Each chain (core / block / inline) has independent `state` object, to isolate
data and protect code from clutter.
## Token stream
Instead of traditional AST we use more low-level data representation - tokens.
Difference is very simple.
- tokens are sequence (Array)
- opening and closing tags are separate tokens
- there are special token object, "inline containers", having nested token
sequences with inline markup (bold, italic, text)
Each token has 2 mandatory fields:
- __type__ - token name.
- __level__ - nesting level, useful to seek matched pair.
- __lines__ - [begin, end], for block tokens only. Range of input lines,
compiled to this token
Inline container (`type === "inline"`) has additional properties:
- __content__ - raw text, unparsed inline content.

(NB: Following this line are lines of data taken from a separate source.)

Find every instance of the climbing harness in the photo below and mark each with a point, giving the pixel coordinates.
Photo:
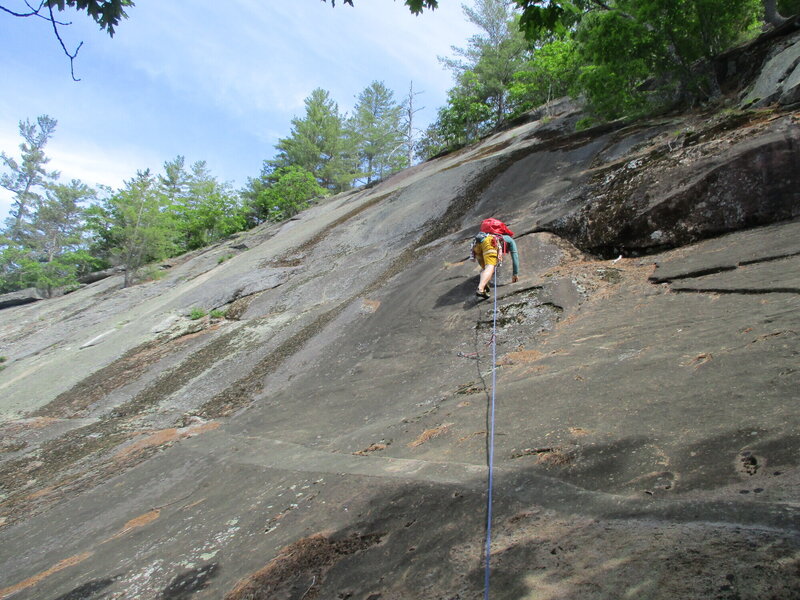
(491, 443)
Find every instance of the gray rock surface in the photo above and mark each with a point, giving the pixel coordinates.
(25, 296)
(779, 80)
(328, 439)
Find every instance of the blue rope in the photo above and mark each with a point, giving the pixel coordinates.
(491, 443)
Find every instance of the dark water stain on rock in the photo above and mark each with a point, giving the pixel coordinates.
(186, 584)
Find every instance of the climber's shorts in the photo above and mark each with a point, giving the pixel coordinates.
(485, 252)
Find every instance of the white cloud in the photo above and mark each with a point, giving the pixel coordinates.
(213, 80)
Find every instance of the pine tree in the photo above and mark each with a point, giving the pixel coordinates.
(28, 176)
(377, 130)
(320, 144)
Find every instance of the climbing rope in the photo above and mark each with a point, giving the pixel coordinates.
(491, 442)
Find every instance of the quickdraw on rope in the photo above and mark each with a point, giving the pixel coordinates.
(491, 443)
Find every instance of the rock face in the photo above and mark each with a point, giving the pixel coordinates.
(328, 438)
(779, 80)
(21, 297)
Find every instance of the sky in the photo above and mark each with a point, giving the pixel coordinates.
(209, 80)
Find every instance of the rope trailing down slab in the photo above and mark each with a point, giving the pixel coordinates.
(491, 443)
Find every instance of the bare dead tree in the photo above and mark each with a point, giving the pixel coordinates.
(106, 13)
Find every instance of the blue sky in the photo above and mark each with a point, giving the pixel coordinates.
(210, 80)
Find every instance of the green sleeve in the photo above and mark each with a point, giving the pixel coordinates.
(514, 254)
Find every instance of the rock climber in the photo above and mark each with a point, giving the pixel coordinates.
(494, 240)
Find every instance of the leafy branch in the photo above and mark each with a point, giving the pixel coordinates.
(106, 13)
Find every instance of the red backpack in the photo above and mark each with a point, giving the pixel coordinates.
(497, 228)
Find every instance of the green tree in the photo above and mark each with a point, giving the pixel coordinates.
(27, 177)
(633, 41)
(491, 56)
(106, 13)
(137, 224)
(280, 193)
(376, 127)
(320, 144)
(57, 226)
(209, 210)
(552, 72)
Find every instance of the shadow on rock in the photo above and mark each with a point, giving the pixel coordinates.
(427, 540)
(186, 584)
(465, 290)
(88, 590)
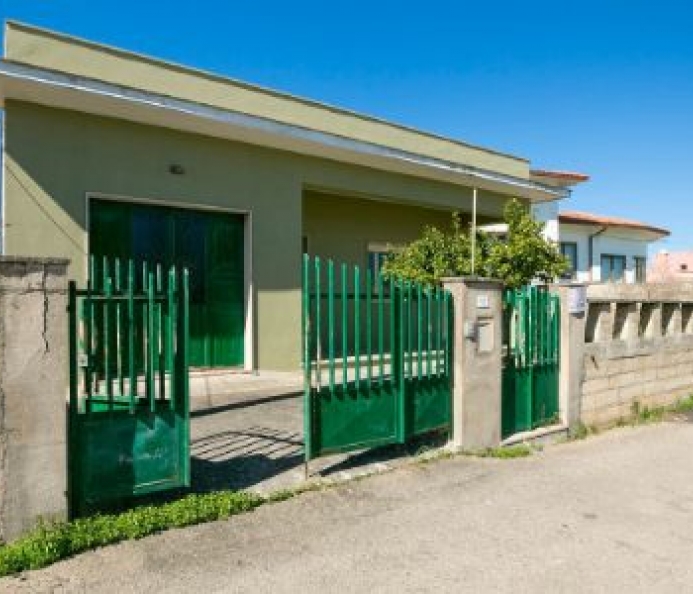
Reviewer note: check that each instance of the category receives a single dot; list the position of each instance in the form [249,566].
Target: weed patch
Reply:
[508,453]
[51,542]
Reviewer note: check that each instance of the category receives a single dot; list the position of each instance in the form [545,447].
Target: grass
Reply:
[522,450]
[51,542]
[644,414]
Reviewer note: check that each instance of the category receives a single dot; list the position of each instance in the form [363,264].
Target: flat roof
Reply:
[58,70]
[574,217]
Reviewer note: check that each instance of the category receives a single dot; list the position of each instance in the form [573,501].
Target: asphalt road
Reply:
[613,513]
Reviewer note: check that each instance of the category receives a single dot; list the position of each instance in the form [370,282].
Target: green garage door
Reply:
[209,244]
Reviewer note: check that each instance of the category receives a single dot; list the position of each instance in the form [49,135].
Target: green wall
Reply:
[341,228]
[55,157]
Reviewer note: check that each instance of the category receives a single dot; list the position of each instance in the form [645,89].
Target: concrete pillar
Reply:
[477,344]
[33,389]
[573,322]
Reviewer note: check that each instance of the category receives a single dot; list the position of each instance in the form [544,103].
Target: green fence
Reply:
[531,328]
[377,359]
[128,409]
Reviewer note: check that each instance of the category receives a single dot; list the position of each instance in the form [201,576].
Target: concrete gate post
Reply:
[477,362]
[33,389]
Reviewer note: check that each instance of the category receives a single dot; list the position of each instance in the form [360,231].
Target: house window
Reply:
[376,259]
[377,254]
[640,270]
[613,268]
[569,250]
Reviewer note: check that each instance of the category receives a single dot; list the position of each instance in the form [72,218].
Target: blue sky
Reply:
[601,87]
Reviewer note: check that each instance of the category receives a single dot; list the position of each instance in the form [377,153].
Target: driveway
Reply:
[613,513]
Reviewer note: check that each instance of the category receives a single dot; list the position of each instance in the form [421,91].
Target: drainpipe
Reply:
[590,246]
[474,233]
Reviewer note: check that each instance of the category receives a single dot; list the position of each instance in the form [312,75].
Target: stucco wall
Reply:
[342,228]
[47,49]
[53,158]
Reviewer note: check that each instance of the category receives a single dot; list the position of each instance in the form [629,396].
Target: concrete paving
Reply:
[612,513]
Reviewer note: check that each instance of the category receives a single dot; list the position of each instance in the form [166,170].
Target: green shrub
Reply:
[522,257]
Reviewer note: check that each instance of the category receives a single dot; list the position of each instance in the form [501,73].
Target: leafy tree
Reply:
[523,256]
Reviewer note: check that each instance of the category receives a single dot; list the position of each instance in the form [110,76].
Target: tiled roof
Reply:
[574,217]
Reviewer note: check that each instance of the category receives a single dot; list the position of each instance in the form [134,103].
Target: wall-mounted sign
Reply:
[577,300]
[483,302]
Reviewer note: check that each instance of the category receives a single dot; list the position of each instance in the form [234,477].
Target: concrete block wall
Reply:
[33,391]
[638,350]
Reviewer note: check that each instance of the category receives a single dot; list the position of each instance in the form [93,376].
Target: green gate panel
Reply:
[210,245]
[377,360]
[429,405]
[118,455]
[355,419]
[531,341]
[129,392]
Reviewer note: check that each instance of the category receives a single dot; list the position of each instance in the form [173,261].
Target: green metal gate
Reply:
[128,409]
[209,244]
[377,359]
[531,328]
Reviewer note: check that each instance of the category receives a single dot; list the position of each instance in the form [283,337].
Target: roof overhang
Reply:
[63,91]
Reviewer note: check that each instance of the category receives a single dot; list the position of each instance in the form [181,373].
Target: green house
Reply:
[111,153]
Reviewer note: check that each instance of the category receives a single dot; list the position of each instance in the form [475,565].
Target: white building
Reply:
[600,248]
[606,249]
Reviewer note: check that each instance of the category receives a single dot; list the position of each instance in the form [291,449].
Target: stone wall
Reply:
[33,391]
[638,350]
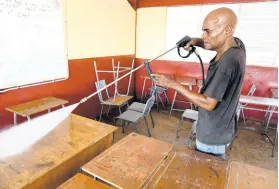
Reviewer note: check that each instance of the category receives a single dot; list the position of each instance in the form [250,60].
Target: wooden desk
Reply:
[57,156]
[128,163]
[80,181]
[271,102]
[251,177]
[185,168]
[30,108]
[258,100]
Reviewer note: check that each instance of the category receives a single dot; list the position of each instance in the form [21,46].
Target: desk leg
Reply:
[15,122]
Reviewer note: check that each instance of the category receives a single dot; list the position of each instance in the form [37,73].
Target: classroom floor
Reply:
[249,146]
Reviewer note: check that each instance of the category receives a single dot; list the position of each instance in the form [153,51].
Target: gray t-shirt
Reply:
[223,83]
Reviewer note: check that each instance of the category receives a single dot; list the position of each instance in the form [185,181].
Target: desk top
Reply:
[274,92]
[36,106]
[80,181]
[259,100]
[129,162]
[69,138]
[251,177]
[186,80]
[185,168]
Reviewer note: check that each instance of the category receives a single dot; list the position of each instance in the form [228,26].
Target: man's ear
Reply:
[228,31]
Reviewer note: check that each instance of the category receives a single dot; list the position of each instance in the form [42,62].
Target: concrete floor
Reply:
[249,147]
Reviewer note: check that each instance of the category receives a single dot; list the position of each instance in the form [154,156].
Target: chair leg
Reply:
[275,141]
[147,128]
[243,117]
[156,98]
[108,110]
[122,124]
[119,110]
[137,129]
[175,93]
[167,99]
[179,126]
[101,113]
[152,119]
[161,101]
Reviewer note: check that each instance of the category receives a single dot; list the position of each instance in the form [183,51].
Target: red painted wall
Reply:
[81,83]
[264,77]
[154,3]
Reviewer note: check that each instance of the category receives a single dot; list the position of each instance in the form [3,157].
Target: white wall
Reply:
[151,32]
[257,27]
[97,28]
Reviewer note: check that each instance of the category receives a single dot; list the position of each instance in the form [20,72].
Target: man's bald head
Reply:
[223,17]
[218,28]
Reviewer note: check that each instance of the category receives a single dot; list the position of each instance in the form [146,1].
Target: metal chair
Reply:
[115,101]
[135,116]
[187,114]
[158,92]
[242,105]
[139,107]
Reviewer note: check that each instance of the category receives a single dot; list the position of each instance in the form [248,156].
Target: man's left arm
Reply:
[199,100]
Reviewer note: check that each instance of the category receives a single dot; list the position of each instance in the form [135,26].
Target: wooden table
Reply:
[128,163]
[32,107]
[271,102]
[81,181]
[258,100]
[251,177]
[185,168]
[57,156]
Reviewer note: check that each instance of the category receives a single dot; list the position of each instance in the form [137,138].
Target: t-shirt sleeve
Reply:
[221,80]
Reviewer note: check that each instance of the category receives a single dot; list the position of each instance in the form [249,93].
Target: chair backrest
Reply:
[252,90]
[99,85]
[149,103]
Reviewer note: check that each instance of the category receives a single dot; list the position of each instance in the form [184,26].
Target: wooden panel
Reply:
[36,106]
[185,168]
[58,155]
[128,163]
[250,177]
[80,181]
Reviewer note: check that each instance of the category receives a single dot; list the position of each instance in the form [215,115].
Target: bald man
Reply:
[219,96]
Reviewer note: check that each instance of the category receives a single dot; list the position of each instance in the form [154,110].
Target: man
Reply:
[219,97]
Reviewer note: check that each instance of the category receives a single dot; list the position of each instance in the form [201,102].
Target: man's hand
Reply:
[195,42]
[165,81]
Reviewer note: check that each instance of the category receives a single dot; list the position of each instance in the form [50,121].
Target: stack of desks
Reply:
[57,156]
[141,162]
[30,108]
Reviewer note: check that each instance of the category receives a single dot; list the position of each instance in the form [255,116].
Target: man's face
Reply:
[213,34]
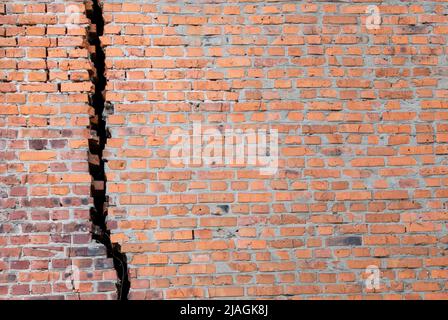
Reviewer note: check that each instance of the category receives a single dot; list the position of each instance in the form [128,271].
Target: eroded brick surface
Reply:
[44,178]
[363,131]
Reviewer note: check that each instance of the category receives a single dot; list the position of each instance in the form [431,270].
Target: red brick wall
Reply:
[363,131]
[362,119]
[44,177]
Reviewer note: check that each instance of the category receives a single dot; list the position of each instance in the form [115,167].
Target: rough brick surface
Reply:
[362,116]
[44,176]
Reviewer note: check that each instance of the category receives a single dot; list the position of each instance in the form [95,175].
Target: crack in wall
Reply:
[97,145]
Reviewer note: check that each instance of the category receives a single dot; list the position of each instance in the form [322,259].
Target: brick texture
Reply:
[362,116]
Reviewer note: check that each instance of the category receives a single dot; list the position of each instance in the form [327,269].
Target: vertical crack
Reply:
[97,145]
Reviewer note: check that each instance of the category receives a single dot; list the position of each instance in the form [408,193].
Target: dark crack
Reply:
[97,145]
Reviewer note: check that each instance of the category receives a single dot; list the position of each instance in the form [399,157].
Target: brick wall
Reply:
[361,115]
[362,120]
[46,250]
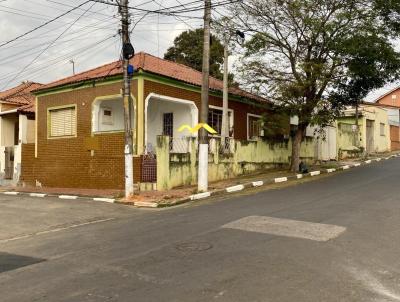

- __children__ - token stream for parsed content.
See [renderer source](https://github.com/markdown-it/markdown-it/blob/master/lib/renderer.js)
for available tokens and those properties. Currently there are no special
requirements on tokens naming and additional fields.
In total, token stream is:
- Array of paired or single "block" tokens, on top level:
- open/close for headers, lists, blockquotes paragraphs
- codes, fenced blocks, horisontal rules, html blocks, inlines containers
- Inline containers have "substream" Array with inline tags:
- open/close for strong, em, link, code, ...
- text, line breaks
Why not AST? Because it's not needed for our tasks. We follow KISS principle.
If you whish - you can call parser withour renderer and convert token stream
to AST.
## Parse process
This was mentioned in [Data flow](#data-flow), but let's repeat sequence again:
1. Blocks are parsed, and top level of token stream filled with block tokens.
2. Content on inline containers is parsed, filling `.children` properties.
3. Rendering happens.
And somewhere between you can apply addtional transformations :) . Full content
of each chain can be seen on the top of
[parser_core.js](https://github.com/markdown-it/markdown-it/blob/master/lib/parser_core.js),
[parser_block.js](https://github.com/markdown-it/markdown-it/blob/master/lib/parser_block.js) and
[parser_inline.js](https://github.com/markdown-it/markdown-it/blob/master/lib/parser_inline.js)
files.